Testemunho das vidas dos pacientes. Faz mais do que trata-los. É um testemunha das vidas dos pacientes. Os pacientes não se referem a ele como tal, e somente pensam nele quando precisam. É uma espécie de escrivão que registra as vidas dos que tem à volta. The clerk of their records.
Ativismo. Exceto quando está tratando com os pacientes, é uma pessoa impaciente. É incapaz de estar sem fazer nada, incapaz de descansar. Dorme fácil mas no fundo agradece quando é acordado para atender alguém durante a noite. Custa-lhe aceitar uma vida normal. Talvez porque, sendo consciente ou não, preenche com trabalho o tempo que dedicaria e refletir sobre as angústias que lhe cercam, provenientes do sofrimento dos seus pacientes.
Honorários. As duas últimas páginas são excepcionais, pois abordam o difícil tema do valor de uma atividade como a do Dr. Sassall. Qual é o valor social que se dá a aliviar o sofrimento e a dor? Quando se trata de valorar um procedimento (cirúrgico) ou uma descoberta científica, as medidas são mais adequáveis. Porém, quando do que se trata é de medir a contribuição normal e quotidiana de um médico rural, de um generalista, o assunto é mais complicado.
As Crises. O ponto anterior, não saber medir o valor do ordinário, faz com que o idealismo médico da juventude se transforme em cinismo, pois o médico já não é capaz de saber o valor da sua vida, e externamente também ninguém lhe ajuda, nem reconhece isto.

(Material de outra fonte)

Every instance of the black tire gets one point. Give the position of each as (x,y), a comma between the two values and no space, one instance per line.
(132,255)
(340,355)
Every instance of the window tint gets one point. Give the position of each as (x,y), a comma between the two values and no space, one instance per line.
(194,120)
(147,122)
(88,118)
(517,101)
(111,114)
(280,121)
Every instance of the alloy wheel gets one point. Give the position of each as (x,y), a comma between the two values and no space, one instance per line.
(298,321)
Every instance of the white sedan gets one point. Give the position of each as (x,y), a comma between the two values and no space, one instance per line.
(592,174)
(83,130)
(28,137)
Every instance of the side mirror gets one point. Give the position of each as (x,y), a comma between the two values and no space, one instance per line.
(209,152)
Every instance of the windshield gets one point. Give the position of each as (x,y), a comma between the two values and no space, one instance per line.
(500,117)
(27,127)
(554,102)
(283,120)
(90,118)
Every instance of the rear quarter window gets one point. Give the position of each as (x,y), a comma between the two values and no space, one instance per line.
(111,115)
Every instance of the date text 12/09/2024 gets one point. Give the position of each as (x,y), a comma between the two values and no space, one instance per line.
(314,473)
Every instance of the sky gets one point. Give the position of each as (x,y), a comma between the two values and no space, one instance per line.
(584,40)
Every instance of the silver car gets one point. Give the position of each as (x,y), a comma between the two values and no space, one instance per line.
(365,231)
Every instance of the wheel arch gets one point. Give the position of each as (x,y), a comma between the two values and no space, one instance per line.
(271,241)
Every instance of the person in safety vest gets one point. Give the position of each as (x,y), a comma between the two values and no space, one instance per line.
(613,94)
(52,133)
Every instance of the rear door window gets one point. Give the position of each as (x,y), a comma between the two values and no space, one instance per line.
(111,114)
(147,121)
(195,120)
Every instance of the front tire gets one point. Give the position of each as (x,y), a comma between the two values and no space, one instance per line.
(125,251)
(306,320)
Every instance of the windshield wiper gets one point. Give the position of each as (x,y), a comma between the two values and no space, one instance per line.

A conclusão que se pode tirar disto, é que é preciso uma motivação intrínseca e transcendental para superar essas crises, que sempre chegam. O vemos diariamente.
Erros. Tem mais consciência dos próprios erros do que a maioria dos médicos. Não porque cometa mais, ou porque saiba menos. Mas porque chama erros o que muitos outros médicos denominam –talvez com alguma justificativa- complicações desafortunadas.